Mr. Warburton. That was the original treaty, and there never has been any other treaty since that time. They have never rescinded their rights.
Mr. Burke. Before we adjourn, I assume that Mr. Miller is reporting the results of this investigation made by this subcommittee, and 1 understand that the subcommittee concurred in what he has said, and he has made a very elaborate and, I think, convincing argument. Now. I think Mr. Carter, who is very familiar with this subject, ought to have an opportunity to examine the report of the subcommittee and the statement made by Mr. Miller, and that we hear Mr. Carter as to what he may have to say. I think before we discuss it, if we could get the other side of it we would have it printed.
The Chairman. Yes; but have it printed first.
Mr. Hayden. We have here the two governors of these tribes, who are very familiar with this, and likewise these tribal attorneys, who are familiar with it and I think there are a lot of things that ought to be taken up in connection with it, and I think that Mr. Carter is sure they ought to be heard.
Mr. Burke. I think, from what I have heard from Mr. Miller, that the subcommittee has handled this matter quite fully.
Mr.
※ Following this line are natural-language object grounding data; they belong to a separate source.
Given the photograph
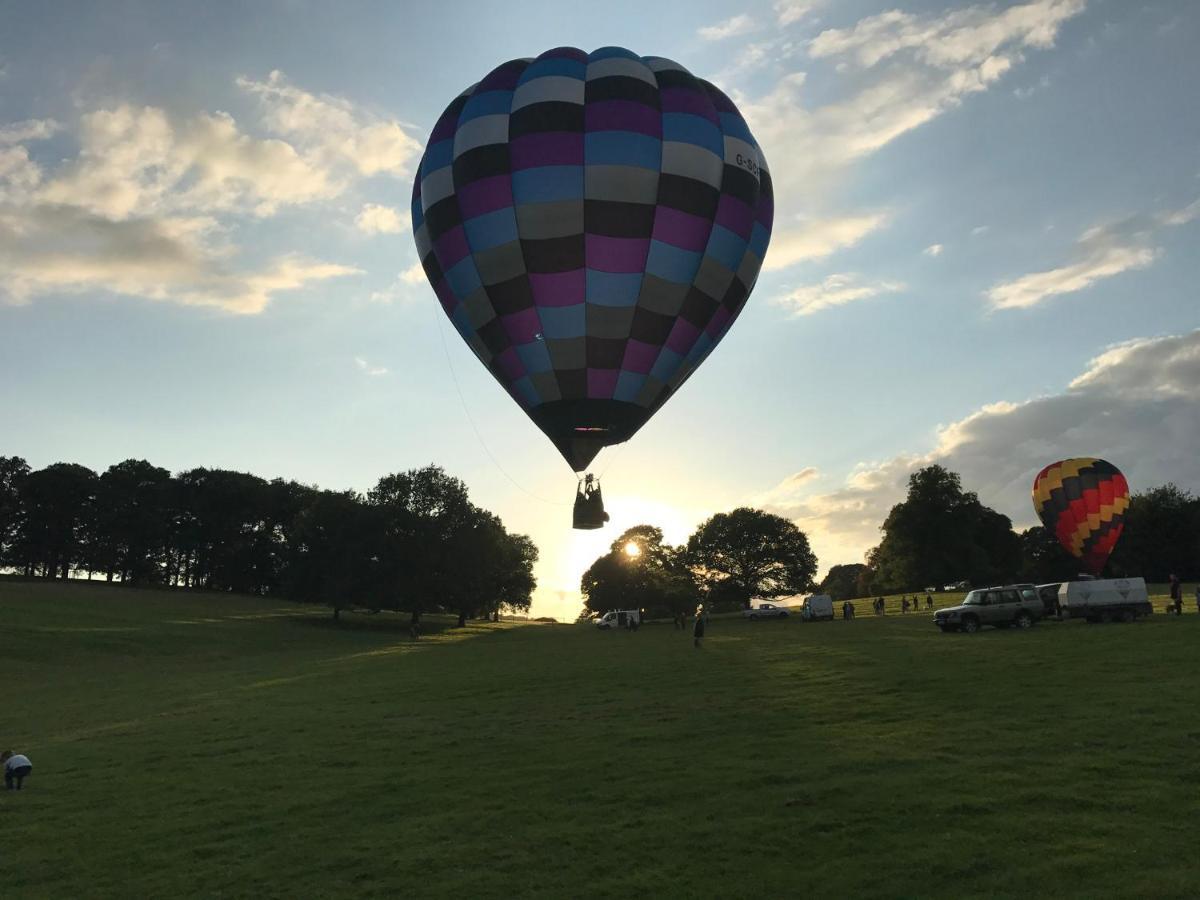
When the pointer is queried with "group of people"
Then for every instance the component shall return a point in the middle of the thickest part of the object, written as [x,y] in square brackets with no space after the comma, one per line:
[880,605]
[17,768]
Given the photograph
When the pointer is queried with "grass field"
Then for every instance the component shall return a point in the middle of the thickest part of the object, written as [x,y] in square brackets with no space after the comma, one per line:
[207,745]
Ferris. Of course; but, as I understand, they do not propose to recommend this particular bill. They merely gave us this information looking to the framing of some particular bill.
Mr. Miller. I will say this: We do not believe that this bill should pass at all. In fact, this bill requires every applicant to identify himself as a descendant from an ancestor Who received or was entitled to receive land under article 14, and yet the testimony of everybody who is familiar with the situation is that if we should require most of the full bloods to establish such ancestry it is something which they can not do.
Mr. Burke. Mr. Miller, I would suggest that before the statement you made today is printed that you insert references to the Supreme Court decisions and the Court of Claims.
The Chairman. I would suggest that we have this all printed as hearing No. 11.
Mr. Russell. I will come down during the day and dictate in substance the statement 1 made to the whole committee at our last meeting. There was no stenographer here then for that purpose.
Mr. Smith. Then, will you have the time fixed for the statement?
The Chairman. We will get the statement from the Interior Department.
There upon at 12.10 o’clock p. m., the committee adjourned.